Understanding the interaction of organic molecule on metal surfaces is essential for a wide range of technological applications. Adsorption of nitrobenzene (NB) on Pd (1 1 1) surface in different positions was investigated with the periodic density functional theory (DFT) calculation. The most favorable adsorption configuration energetically was a parallel configuration that nitrogen located on top of Pd atom with −0.303 eV. In these weakly adsorption, choice of proper exchange-correlation is critical. VdW-C09 functional with −2.46 eV had the most adsorption energy.
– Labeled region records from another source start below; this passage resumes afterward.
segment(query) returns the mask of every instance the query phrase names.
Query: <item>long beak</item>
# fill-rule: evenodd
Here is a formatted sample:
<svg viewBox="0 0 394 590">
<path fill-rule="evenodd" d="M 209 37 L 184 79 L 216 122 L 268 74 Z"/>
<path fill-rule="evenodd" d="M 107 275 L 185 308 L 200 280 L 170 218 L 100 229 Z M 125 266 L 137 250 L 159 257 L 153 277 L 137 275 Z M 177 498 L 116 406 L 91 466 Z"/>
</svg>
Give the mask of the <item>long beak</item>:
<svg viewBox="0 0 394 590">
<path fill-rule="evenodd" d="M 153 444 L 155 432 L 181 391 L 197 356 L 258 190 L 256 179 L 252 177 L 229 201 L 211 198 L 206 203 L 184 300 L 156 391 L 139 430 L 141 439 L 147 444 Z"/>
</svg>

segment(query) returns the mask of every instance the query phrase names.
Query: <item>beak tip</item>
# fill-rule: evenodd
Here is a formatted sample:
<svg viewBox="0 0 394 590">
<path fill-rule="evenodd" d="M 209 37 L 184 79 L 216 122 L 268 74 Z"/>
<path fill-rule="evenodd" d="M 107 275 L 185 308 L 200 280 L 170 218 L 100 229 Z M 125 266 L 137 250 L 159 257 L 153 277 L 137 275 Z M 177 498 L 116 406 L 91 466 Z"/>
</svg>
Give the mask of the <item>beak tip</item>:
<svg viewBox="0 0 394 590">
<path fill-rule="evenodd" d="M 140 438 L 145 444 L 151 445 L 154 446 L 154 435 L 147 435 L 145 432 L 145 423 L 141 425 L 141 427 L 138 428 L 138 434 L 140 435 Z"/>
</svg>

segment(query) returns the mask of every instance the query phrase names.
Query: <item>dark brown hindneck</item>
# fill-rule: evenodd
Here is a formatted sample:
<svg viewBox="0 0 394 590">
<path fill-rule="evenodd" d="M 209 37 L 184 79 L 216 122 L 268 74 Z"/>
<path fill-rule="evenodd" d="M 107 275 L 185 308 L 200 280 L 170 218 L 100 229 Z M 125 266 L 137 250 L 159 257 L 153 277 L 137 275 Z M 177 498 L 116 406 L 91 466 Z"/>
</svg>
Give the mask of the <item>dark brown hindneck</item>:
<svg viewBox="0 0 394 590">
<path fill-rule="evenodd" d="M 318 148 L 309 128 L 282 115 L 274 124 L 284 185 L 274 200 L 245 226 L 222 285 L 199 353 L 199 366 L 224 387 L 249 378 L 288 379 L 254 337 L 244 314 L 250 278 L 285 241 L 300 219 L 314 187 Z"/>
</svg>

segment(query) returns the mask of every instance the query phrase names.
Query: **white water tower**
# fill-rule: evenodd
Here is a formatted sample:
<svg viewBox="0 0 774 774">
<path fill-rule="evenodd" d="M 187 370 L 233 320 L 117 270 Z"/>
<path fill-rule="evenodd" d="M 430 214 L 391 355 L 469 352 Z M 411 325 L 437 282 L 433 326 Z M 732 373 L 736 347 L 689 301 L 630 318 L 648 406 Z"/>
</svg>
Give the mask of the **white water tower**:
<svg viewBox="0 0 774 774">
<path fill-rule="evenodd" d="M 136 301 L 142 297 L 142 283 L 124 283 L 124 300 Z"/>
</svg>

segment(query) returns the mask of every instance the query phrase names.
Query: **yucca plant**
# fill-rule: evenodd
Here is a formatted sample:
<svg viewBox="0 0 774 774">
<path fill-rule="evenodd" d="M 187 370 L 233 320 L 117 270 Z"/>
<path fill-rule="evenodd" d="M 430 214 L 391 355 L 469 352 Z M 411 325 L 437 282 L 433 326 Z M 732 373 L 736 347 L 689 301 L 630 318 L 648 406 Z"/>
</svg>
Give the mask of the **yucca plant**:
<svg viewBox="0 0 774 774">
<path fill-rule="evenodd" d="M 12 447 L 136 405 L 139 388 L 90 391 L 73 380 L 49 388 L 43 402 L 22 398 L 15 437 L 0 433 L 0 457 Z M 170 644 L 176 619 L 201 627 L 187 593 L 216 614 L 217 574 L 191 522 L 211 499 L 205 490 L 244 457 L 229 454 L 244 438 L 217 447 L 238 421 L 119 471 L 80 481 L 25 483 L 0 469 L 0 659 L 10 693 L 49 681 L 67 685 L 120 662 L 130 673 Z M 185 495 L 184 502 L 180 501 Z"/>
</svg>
Some bimetallic surfaces like V/Pd (1 1 1), Fe/Pd (1 1 1), Ni/Pd (1 1 1), Pt/Pd (1 1 1) and Zn/Pd (1 1 1) were investigated in magnetic property and d-band model as well as geometry and energy to find the appropriate surface. The position of d-band center in the vicinity of Fermi energy represented more active bimetallic surfaces. PDOS, work function and charge transfer of the system were studied before and after adsorption of NB on the most appropriate surface (Fe/Pd (1 1 1)). Adsorption of nitrobenzene causes a decrease in work function of the surface and an increment of charge in the interface region.